A história dos jogos esportivos no Colégio Anchieta (Julho/2023)

Os Jesuítas se instalaram em Nova Friburgo em 1886, atendendo a uma solicitação das elites da região serrana fluminense, em sua maioria agricultores e capitalistas da commodity do café. Em meados do século XIX, dois internatos de conceituados pedagogos como John Henry Freese e o Barão de Tauphoeus haviam se estabelecido nesta cidade serrana, mas encerraram suas atividades deixando um vazio na educação dos filhos das elites locais. A Companhia de Jesus alugou inicialmente o prédio onde funcionara um dos colégios, conhecido como château, dando ao educandário o nome de Colégio Anchieta, com regime de internato para meninos a partir de 7 anos. Internar para educar. A ideia de encerrar a juventude escolar em colégios-internatos, sob disciplina de caserna era uma prática pedagógica para obter melhor aproveitamento dos estudos.

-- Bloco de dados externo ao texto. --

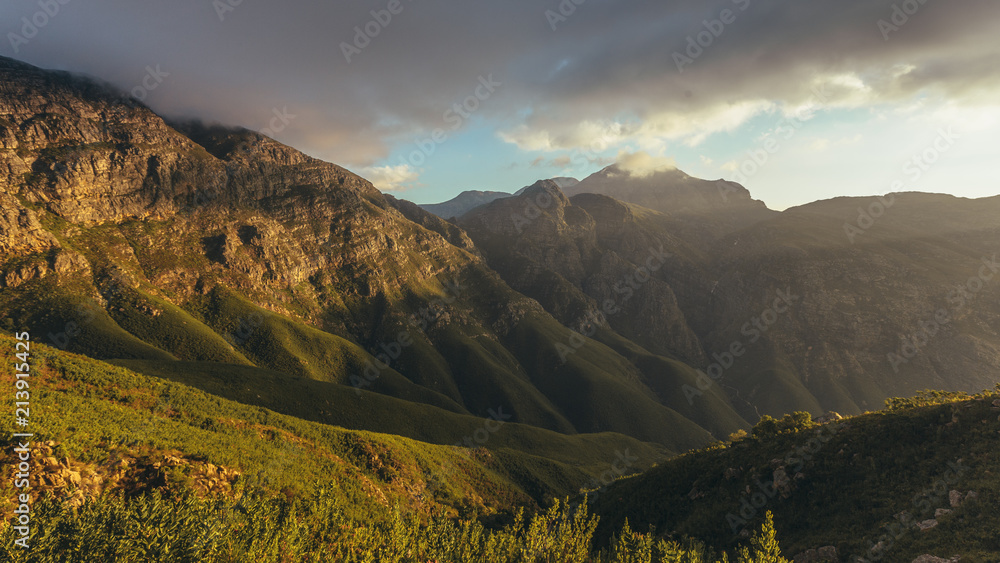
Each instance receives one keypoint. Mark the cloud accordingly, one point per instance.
(606, 75)
(641, 164)
(392, 178)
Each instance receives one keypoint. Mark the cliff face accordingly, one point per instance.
(587, 259)
(127, 237)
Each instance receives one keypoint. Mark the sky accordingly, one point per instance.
(797, 100)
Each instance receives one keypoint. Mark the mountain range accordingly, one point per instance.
(652, 314)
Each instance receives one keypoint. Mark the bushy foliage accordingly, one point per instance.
(794, 422)
(263, 528)
(925, 398)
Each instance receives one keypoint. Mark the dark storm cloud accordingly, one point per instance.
(608, 66)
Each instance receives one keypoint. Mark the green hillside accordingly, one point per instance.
(849, 484)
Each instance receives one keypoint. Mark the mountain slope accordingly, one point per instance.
(131, 238)
(859, 485)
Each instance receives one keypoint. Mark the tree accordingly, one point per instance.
(764, 545)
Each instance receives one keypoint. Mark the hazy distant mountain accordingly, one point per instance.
(860, 327)
(727, 204)
(462, 203)
(560, 182)
(214, 246)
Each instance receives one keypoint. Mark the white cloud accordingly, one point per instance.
(391, 178)
(641, 164)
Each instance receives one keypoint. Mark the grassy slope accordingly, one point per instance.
(341, 406)
(88, 405)
(874, 467)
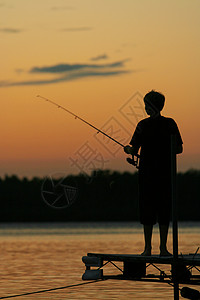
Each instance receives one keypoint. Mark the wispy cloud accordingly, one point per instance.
(57, 8)
(69, 72)
(62, 68)
(10, 30)
(99, 57)
(75, 29)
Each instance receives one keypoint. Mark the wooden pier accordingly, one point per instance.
(135, 267)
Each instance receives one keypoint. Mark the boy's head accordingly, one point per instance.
(154, 102)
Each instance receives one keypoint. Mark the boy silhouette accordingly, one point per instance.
(153, 137)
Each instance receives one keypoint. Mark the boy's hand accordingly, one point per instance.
(128, 149)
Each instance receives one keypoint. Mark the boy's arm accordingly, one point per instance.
(179, 149)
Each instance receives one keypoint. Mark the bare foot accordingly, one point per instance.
(165, 252)
(147, 252)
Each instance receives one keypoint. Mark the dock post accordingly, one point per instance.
(174, 217)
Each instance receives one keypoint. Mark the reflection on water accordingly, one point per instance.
(42, 256)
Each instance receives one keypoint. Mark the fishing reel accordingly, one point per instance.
(134, 161)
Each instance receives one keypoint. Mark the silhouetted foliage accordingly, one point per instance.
(104, 196)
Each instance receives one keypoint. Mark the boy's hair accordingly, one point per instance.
(155, 100)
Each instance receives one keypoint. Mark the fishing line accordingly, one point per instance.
(132, 160)
(81, 119)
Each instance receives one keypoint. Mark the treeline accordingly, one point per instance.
(104, 196)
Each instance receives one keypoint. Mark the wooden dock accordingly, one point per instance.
(135, 267)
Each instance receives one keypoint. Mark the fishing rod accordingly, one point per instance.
(132, 161)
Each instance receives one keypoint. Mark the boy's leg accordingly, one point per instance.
(163, 240)
(148, 229)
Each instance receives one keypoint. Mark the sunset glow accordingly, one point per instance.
(92, 56)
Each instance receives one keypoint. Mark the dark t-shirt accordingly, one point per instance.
(153, 137)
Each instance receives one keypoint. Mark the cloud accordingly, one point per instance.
(62, 68)
(10, 30)
(69, 72)
(99, 57)
(75, 29)
(56, 8)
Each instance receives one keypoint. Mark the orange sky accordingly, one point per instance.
(91, 57)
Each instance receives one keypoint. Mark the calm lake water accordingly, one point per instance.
(44, 256)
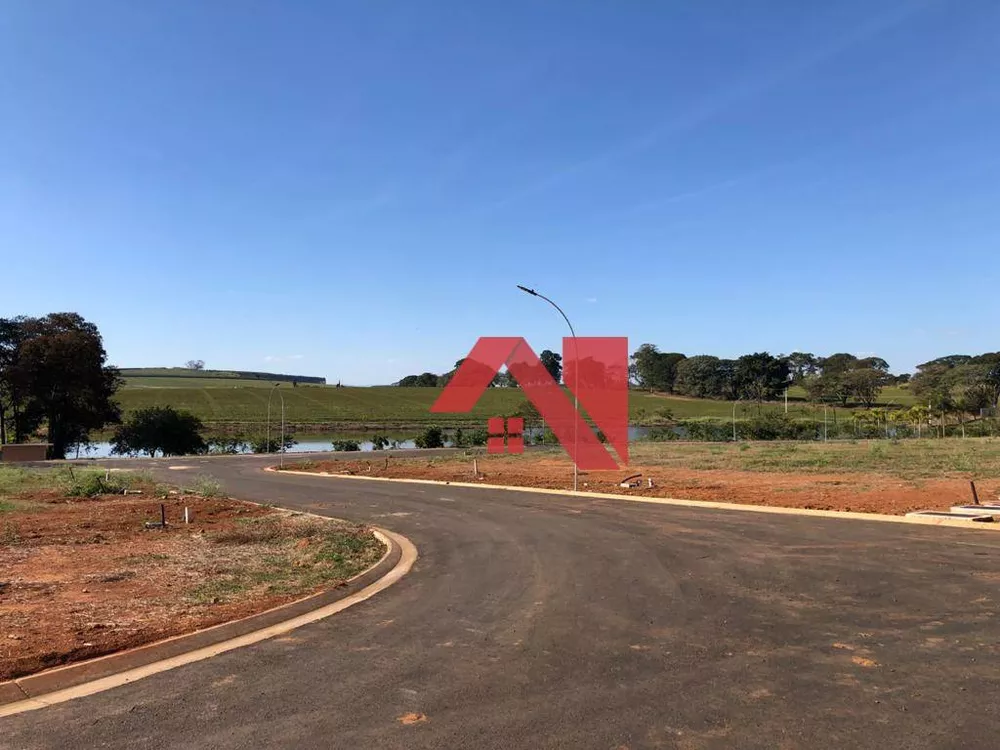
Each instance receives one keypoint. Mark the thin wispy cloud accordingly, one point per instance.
(713, 106)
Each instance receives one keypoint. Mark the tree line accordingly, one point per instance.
(955, 383)
(761, 376)
(550, 360)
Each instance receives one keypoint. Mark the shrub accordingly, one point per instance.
(432, 437)
(159, 428)
(273, 445)
(476, 437)
(228, 444)
(206, 486)
(94, 483)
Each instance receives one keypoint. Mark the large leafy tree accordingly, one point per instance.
(801, 365)
(654, 369)
(553, 363)
(53, 371)
(701, 376)
(160, 429)
(761, 376)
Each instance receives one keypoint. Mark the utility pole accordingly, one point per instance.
(576, 382)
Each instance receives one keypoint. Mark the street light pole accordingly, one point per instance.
(576, 382)
(267, 434)
(281, 457)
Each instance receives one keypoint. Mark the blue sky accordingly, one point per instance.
(354, 189)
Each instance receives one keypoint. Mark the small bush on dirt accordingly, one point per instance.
(272, 445)
(252, 531)
(476, 437)
(94, 483)
(9, 535)
(228, 445)
(206, 486)
(432, 437)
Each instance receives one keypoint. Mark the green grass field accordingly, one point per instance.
(237, 400)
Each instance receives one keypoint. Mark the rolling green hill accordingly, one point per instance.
(165, 377)
(238, 400)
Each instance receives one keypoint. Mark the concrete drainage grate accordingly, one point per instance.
(975, 516)
(979, 510)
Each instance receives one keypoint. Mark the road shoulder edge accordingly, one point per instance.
(702, 504)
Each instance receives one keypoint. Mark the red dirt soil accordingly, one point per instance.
(859, 492)
(85, 578)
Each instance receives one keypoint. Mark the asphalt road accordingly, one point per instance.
(535, 621)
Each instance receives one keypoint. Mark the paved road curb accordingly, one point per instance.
(708, 504)
(95, 675)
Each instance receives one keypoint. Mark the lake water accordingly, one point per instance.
(325, 443)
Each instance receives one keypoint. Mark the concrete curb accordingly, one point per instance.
(841, 514)
(103, 673)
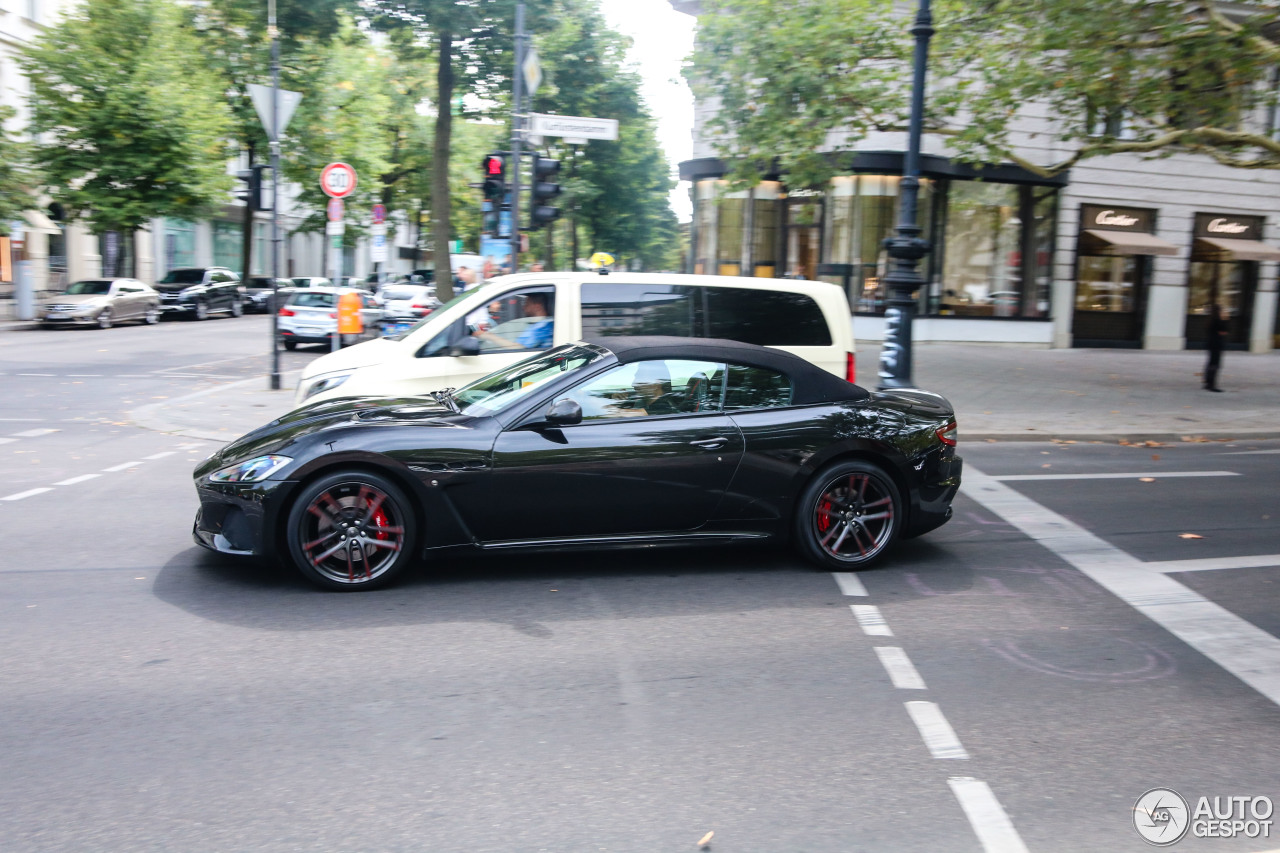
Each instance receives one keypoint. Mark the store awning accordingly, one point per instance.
(39, 222)
(1242, 249)
(1133, 242)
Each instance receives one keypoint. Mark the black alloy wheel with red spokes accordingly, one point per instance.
(351, 530)
(849, 515)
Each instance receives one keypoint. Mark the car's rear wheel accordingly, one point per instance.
(849, 515)
(351, 530)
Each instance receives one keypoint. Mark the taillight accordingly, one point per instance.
(947, 434)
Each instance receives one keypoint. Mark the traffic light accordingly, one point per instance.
(494, 178)
(545, 188)
(251, 192)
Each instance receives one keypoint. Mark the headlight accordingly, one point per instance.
(251, 470)
(325, 383)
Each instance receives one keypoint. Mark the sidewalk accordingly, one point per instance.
(1000, 393)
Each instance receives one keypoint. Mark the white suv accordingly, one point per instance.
(510, 318)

O Anchieta recebia internos não somente da região serrana fluminense, mas de todo o país, e alguns meninos de Estados distantes ficavam anos sem retornar ao seu lar passando as férias no colégio. Como além das aulas os estudantes permaneciam longas horas na sala de estudos, os padres Jesuítas se preocupavam em promover muitas horas de exercícios físicos e jogos recreativos, amenizando a austeridade dos estudos e restituindo-lhes a energia. No Anchieta, havia três recreios durante o dia.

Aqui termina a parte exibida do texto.